Dicti villani reddunt curiae annuatim ad mensuram generalem frumenti salmas decem et octo et tertiam, estimatas auri tarenos quinque pro qualibet salma frumenti, et de ordeo auri tarenos duos, et dimidium pro qualibet salma, qui sunt in summa tareni centum, triginta octo et grana quatuor. — Item sunt ex dictis villanis personae decem habentes boves, qui reddunt curiae annuatim cum pariclis et personis eorum tempore seminandi dietas decem, estimatas tamen grana septem minus tertia pro qualibet dieta, qui sunt ad idem pondus tareni tres et tertia. Ceteri autem villani reddunt curiae annuatim pro angaria dietas trecentas viginti novem, videlicet in seminando, zappuliando, maisando et aptando vineas, estimatas ana dietas decem pro tareno uno, qui sunt ad idem pondus tareni auri triginta duo, et grana decem et octo; et tempore metendi reddant dicti villani dietas sexaginta unam estimatas ana dietas quatuor pro tareno 1, qui sunt ad idem pondus tareni 14 et grana 5. Item reddunt annuatim gallinas 14 estimatas tarenos auri 2 et gr. 10, et ova 140, estimata grana 10. Dipl. ann. 1249 ex archiv. Eccl. Pactensis.

XXIV.

Si quis autem... tacere noluerit, si rusticus fuerit unum augustale, si burgensis duos, si miles quatuor, si baro octo, si comes sexdecim augustales curiae nostrae componat. Constit.
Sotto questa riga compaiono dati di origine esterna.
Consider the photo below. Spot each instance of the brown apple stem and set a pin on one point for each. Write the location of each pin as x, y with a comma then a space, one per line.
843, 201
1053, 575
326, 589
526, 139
L. I, tit. 32, pag. 21. Si quidem comes fuerit, qui quantitatem ipsam debeat declarare, sacramento ipsius comitis usque ad quantitatem centum unciarum auri credatur, baroni autem de quinquaginta, simplici militi de vigintiquinque, burgensi autem bonae opinionis et diviti de libra auri una, aliis autem usque ad tres uncias jurantibus credatur, l. cit. tit. 101, pag. 108. Sed in casu praesenti pro comite... centum augustales, pro barone quinquaginta, pro milite simplici vigintiquinque, pro burgensi duodecim, pro rustico sex de liberalitate nostri culminis conseguetur, loc. cit. lib. 2, tit. 3, pag. 116. Contra comitem criminaliter accusatum... duo comites fidem faciant, vel quator barones, aut octo milites, et sic per consequentiam sexdecim burgenses probationem plenam inducant; et sic gradatim contra baronem duo barones, aut loco duorum baronum quatuor milites, et vice quatuor militum octo burgenses; et sit idem in milite etc. Lib. 2, tit. 32, pag. 144. Da questi passi, in cui si ha la misura determinata e costante di ciascuna delle anzidette classi, non solo mostrasi la reale differenza, ma ricavasi ancora la gradazione e a così dire la scala di quelle.

XXV.

Romualdo de’ conti di Guarna, distinto pe’ suoi natali, a segno che si dice d’essere stato consanguineo de’ re di Sicilia, non lo era meno per la sua dottrina nelle facoltà ecclesiastiche e nelle scienze mediche, che allora fiorivano in Salerno, della qual città fu eletto arcivescovo nel 1135. Ebb’egli gran parte ne’ pubblici affari nel regno di Guglielmo I e nei primi anni di Guglielmo II. Nel 1156, assieme con Ugone arcivescovo di Palermo, Guglielmo vescovo di Cava e Marino abate della Cava trattò la pace tra Guglielmo e papa Adriano IV. Nel 1166, trovandosi vota la cattedra arcivescovile di Palermo, coronò Guglielmo II. Nel 1177 trovandosi assieme col conte d’Andria ambasciatore del re Guglielmo II al congresso di Venezia, fece con grand’onore conchiudere la pace generale tra l’imperatore Federigo I, papa Alessandro III, le città lombarde e lo stesso Guglielmo II. Il pontefice in quel congresso l’onorò a segno, che lo fece sedere alla sua sinistra, dandogli luogo prima de’ cardinali diaconi.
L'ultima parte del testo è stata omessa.